Employment growth nevertheless moved in the right direction. Net worldwide job creation hit a three-month high, fuelled by increased hiring in the developed world and the slowest rate of job losses for nearly a year in the emerging markets.

  Price Pressures

Faster economic growth has also been accompanied by inflationary pressures. Companies’ input costs increased at the fastest rate for 28 months in October, primarily reflecting rising global commodity prices (notably oil). Average prices charged for goods and services globally also rose at the steepest rate for just over two years as costs were often passed on to customers.

Although the overall rates of inflation remained relatively muted on average at the global level, national variations were marked, with the UK seeing especially steep rises as the weakened pound pushed the cost of imports higher.

  Developed & Emerging Markets

Growth of developed world business activity was pushed to the highest for almost a year by a broad-based improvement in all the major rich-world economies. US growth accelerated especially sharply to the highest since last November. The UK saw a similar robust rate of expansion that was the strongest since January.

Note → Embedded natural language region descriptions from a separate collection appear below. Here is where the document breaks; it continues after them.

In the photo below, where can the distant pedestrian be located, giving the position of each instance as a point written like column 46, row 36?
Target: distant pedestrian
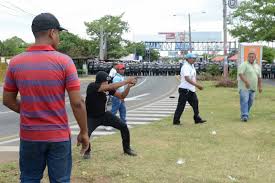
column 96, row 108
column 248, row 83
column 187, row 90
column 117, row 103
column 41, row 75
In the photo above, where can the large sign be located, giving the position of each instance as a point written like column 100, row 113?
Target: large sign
column 246, row 48
column 232, row 4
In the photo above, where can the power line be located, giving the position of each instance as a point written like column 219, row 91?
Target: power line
column 15, row 8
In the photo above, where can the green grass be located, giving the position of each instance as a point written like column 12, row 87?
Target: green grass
column 239, row 152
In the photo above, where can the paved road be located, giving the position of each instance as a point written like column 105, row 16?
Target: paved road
column 148, row 101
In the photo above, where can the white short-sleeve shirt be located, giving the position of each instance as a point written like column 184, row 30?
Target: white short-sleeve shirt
column 112, row 72
column 190, row 71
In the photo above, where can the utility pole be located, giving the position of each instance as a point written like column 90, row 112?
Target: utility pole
column 225, row 62
column 190, row 38
column 103, row 45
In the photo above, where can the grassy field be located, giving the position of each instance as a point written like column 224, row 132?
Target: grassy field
column 238, row 152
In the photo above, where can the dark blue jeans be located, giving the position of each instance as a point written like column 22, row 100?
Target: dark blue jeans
column 35, row 156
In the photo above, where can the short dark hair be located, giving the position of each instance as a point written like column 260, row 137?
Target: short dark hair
column 40, row 34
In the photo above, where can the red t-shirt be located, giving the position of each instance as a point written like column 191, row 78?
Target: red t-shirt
column 41, row 76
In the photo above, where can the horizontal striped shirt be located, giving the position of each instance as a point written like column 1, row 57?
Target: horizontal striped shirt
column 41, row 75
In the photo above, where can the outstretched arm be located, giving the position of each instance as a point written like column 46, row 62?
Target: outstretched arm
column 115, row 86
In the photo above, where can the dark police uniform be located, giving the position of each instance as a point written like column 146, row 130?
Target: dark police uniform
column 97, row 115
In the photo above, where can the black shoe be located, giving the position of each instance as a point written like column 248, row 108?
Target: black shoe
column 176, row 123
column 130, row 152
column 87, row 155
column 200, row 121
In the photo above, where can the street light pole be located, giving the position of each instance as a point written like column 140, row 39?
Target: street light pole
column 190, row 38
column 225, row 64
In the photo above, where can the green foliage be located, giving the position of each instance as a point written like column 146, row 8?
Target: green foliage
column 205, row 76
column 12, row 46
column 226, row 83
column 254, row 20
column 213, row 70
column 113, row 28
column 233, row 73
column 268, row 54
column 74, row 46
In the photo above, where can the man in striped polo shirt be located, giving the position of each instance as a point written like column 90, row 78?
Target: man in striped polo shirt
column 41, row 75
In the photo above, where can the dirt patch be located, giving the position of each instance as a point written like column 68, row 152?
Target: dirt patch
column 91, row 180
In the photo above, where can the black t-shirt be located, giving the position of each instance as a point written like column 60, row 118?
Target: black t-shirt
column 96, row 101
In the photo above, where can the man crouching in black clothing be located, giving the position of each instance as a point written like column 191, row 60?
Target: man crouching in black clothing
column 96, row 104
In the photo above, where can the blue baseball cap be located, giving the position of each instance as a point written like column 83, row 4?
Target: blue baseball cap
column 190, row 55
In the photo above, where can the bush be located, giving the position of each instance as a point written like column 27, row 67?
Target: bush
column 226, row 83
column 213, row 70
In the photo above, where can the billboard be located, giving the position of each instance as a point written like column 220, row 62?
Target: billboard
column 173, row 36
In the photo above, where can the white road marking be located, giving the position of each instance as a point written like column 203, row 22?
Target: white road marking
column 9, row 141
column 9, row 148
column 138, row 97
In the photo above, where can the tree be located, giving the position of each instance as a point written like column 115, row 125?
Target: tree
column 1, row 48
column 268, row 54
column 74, row 46
column 254, row 20
column 13, row 46
column 113, row 28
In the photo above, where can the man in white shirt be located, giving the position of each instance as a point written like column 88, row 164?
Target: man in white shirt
column 187, row 90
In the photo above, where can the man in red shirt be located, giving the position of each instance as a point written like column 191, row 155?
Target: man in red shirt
column 41, row 75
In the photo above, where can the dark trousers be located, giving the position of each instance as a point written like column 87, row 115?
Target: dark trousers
column 108, row 119
column 184, row 96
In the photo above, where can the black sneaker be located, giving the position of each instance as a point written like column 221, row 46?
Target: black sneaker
column 176, row 123
column 244, row 119
column 130, row 152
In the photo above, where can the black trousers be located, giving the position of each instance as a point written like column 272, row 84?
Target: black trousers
column 190, row 97
column 108, row 119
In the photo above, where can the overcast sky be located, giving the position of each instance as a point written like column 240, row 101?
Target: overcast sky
column 143, row 16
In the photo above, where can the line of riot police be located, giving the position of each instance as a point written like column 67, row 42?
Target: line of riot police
column 138, row 68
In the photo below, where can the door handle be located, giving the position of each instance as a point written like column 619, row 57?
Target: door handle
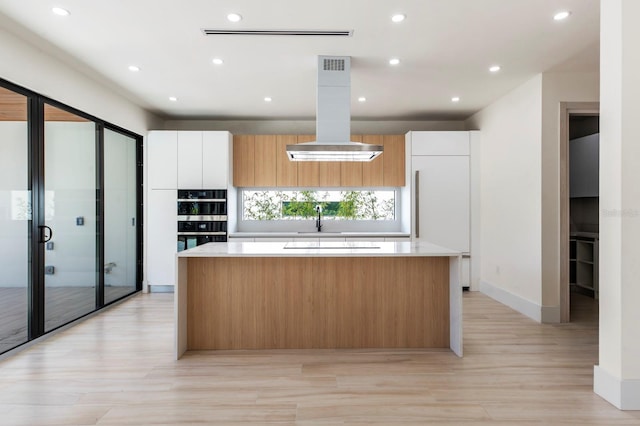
column 43, row 236
column 417, row 198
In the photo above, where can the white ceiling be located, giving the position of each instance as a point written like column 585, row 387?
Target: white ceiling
column 445, row 48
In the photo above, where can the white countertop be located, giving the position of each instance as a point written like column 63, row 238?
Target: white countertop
column 311, row 234
column 318, row 249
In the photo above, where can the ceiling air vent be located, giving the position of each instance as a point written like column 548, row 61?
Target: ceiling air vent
column 331, row 64
column 339, row 33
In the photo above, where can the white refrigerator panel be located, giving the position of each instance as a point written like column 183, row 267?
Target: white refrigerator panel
column 441, row 200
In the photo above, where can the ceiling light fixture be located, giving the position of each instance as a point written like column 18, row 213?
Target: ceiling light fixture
column 561, row 16
column 60, row 11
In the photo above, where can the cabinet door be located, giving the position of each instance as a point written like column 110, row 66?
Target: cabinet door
column 286, row 170
column 162, row 150
column 372, row 170
column 161, row 237
column 351, row 171
column 441, row 201
column 394, row 165
column 190, row 160
column 243, row 160
column 215, row 160
column 439, row 143
column 265, row 160
column 308, row 171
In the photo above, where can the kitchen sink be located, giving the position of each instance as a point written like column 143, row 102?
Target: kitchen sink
column 339, row 245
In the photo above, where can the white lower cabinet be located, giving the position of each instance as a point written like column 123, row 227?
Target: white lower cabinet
column 162, row 219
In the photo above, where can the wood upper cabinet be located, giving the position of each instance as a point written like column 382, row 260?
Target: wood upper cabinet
column 265, row 150
column 372, row 172
column 286, row 170
column 244, row 160
column 308, row 171
column 261, row 161
column 393, row 166
column 351, row 171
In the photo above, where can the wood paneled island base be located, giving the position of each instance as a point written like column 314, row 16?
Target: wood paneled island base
column 318, row 302
column 323, row 295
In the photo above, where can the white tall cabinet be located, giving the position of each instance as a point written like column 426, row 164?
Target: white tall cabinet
column 441, row 191
column 177, row 160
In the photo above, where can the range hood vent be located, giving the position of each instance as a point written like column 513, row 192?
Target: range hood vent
column 331, row 33
column 333, row 118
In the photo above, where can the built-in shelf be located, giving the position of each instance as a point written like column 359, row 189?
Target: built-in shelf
column 584, row 263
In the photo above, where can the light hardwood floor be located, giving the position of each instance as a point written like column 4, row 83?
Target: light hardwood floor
column 118, row 368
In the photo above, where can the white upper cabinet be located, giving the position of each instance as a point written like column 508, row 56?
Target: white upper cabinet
column 162, row 151
column 439, row 143
column 189, row 160
column 215, row 159
column 440, row 166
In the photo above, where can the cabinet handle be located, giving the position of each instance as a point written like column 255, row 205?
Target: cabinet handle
column 417, row 212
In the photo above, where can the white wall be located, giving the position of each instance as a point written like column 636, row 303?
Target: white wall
column 510, row 197
column 29, row 66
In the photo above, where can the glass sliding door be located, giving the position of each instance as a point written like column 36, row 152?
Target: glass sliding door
column 120, row 218
column 70, row 201
column 15, row 220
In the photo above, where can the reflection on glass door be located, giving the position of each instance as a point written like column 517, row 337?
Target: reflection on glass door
column 119, row 215
column 70, row 266
column 15, row 220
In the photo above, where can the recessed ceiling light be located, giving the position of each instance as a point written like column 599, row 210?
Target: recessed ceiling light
column 560, row 16
column 60, row 11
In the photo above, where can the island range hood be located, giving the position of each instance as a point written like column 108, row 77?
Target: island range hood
column 333, row 118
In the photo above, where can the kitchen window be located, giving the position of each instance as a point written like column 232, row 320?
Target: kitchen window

Eurozone growth also ticked higher, though failed to meet the stronger expansions seen in the US and UK. Japan continued to trail behind but saw growth revive to register the largest monthly upturn since January.

While failing to accelerate to the same extent as the developed world, emerging markets generally reported improved economic growth in October. Most striking was an acceleration of growth in China, Russia and India to the fastest for just over three and a half years.

Brazil remained the Achilles Heel, with the economy contracting once again, as shown by the PMI dipping further into negative territory at the start of the fourth quarter.

Meanwhile, speakers at the annual assembly of the Latin American Banking Federation in Buenos Aires said that Brazil needs to open its economy if it is to achieve long-term growth.

Economists from Banco Bradesco and Banco Safra shared a positive outlook for Brazil’s return to modest GDP growth in 2017 (around 1%) and 2018 (around 2.5%), as the country embarks on an ambitious reform journey.

Otavio de Barros, Bradesco’s chief economist, listed Brazil’s “original sins”, which include a lack of budgetary governance, acceptance of medium to high inflation (currently around 6%), and being one of the most closed large economies in the world.

“In the last five decades we have built a very potent economy and now it’s time more than ever to open the economy, gradually and by investing in bilateral and regional agreements. This is crucial to productivity,” said de Barros.